This is an essay that I wrote for the Winnower's essay contest: "How do we ensure that research is reproducible?"
The field of psychological science is in a pandemonium. With failures to replicate well-established effects, evidence for a skewed picture of science in the published literature, and a media hype about the replication crisis – what is left for us to believe in these days?
The field of psychological science is in a pandemonium. With failures to replicate well-established effects, evidence for a skewed picture of science in the published literature, and a media hype about the replication crisis – what is left for us to believe in these days?
Luckily, researchers have done what they do best – research
– to try to establish the causes, and possible solutions to this replication
crisis. A coherent picture has emerged. There are three key factors that seem
to have led to the replication crisis: (1) Underpowered studies, (2)
publication bias, and (3) questionable research practices. Studies in
psychology often test a small number of participants. As effects tend to be
small and measures noisy, larger samples are required to reliably detect an
effect. An underpowered study, trying
to find a small effect with a small sample sizes, runs a high probability of
not finding an effect, even if it is real (Button et al., 2013; Cohen, 1962; Gelman & Weakliem, 2009).
By itself, this would not be a problem, because a series of
underpowered studies can be, in principle, combined in a meta-analysis to
provide a more precise effect size estimate. However, there is also publication bias, as journals tend to
prefer publishing articles which show positive results. Authors often do not
even bother trying to submit papers with non-significant results, leading to a
file-drawer problem (Rosenthal, 1979). As the majority of research papers are
underpowered, the studies that do show a significant effect capture the
outliers of a normal distribution around a true effect size (Ioannidis, 2005; Schmidt, 1992, 1996).
This creates a biased literature: even if an effect is small or non-existent, a
number of published studies can provide apparently consistent evidence for a
large effect size.
The problems of low power and publication bias are further
exacerbated by questionable research practices, where researchers – often unaware
that they are doing something wrong – use little tricks to get their effects
above a significance threshold, such as removing outliers until the threshold
is reached, or including post-hoc
covariates (John, Loewenstein, & Prelec, 2012; Simmons, Nelson, & Simonsohn,
2011).
As a lot of research and discussion exists on how to fix the
problem of publication bias and questionable research practices – which mostly require
a top-down change of the incentive structure.
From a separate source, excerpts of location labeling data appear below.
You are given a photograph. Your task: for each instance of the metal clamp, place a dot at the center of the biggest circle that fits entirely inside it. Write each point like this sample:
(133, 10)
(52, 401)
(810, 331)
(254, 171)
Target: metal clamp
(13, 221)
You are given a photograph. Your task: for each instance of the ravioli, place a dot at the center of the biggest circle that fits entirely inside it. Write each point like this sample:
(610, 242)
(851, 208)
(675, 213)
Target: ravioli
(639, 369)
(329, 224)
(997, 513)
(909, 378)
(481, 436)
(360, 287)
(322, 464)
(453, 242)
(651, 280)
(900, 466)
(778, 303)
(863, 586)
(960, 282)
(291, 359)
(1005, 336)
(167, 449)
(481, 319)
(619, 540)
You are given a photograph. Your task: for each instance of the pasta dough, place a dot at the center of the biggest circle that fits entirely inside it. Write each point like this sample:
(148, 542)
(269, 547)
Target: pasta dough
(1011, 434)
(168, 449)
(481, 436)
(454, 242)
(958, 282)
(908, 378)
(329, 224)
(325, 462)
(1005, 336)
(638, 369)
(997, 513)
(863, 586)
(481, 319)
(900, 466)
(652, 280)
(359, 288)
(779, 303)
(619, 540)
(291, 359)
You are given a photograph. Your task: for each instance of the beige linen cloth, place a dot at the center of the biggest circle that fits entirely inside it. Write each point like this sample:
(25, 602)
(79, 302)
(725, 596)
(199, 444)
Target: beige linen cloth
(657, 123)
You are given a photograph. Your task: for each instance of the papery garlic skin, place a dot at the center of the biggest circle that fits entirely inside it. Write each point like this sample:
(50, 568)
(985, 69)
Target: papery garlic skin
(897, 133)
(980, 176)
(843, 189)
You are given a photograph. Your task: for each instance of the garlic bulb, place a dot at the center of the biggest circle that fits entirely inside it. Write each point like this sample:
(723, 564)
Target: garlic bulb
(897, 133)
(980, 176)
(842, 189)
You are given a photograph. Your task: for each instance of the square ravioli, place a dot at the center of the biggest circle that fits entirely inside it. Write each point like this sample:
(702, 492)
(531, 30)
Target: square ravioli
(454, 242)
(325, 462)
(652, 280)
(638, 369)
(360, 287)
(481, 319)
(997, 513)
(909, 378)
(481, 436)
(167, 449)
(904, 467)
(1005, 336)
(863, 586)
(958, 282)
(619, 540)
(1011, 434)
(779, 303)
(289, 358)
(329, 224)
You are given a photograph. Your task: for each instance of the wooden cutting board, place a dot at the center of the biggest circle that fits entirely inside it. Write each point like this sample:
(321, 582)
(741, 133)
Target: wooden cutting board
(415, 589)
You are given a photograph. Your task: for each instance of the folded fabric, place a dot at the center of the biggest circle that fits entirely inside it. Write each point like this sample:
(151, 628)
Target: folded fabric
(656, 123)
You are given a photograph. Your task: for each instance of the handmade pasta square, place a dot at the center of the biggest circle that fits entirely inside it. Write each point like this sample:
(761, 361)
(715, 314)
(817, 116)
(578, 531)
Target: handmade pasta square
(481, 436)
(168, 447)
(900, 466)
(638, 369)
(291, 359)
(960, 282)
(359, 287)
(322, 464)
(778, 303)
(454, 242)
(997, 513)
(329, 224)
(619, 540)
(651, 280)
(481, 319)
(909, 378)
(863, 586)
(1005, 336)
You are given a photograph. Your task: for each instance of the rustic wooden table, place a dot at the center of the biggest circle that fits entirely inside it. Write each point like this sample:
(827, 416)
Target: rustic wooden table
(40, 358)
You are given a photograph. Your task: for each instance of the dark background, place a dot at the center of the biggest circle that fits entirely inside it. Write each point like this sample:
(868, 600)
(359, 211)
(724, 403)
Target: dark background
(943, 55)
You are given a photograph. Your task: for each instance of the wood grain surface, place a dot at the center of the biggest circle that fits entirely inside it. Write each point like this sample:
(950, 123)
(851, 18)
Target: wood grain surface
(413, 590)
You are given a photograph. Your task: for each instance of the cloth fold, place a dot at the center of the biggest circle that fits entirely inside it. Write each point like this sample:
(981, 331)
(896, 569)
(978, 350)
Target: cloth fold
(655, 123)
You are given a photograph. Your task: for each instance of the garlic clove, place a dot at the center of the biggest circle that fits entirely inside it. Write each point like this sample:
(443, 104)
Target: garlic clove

Here, I focus on the issue of underpowered
studies, as this can be addressed by individual researchers. Increasing power is
in everyone’s best interests: It strengthens science, but it also gives the
researcher a better chance to provide a meaningful answer to their question of
interest.
On the surface, the solution to the problem of underpowered
studies is very simple: we just have to run bigger studies. The simplicity is
probably why this issue is not discussed very much. However, the solution is
only simple if you have the resources to increase your sample sizes. Running
participants takes time and money. Therefore, this simple solution poses
another problem: the possibility of creating a Matthew effect, where the rich
get richer by producing large quantities of high-quality research, while
researchers with fewer resources can produce either very few good studies, or
numerous underpowered experiments for which they will get little recognition*.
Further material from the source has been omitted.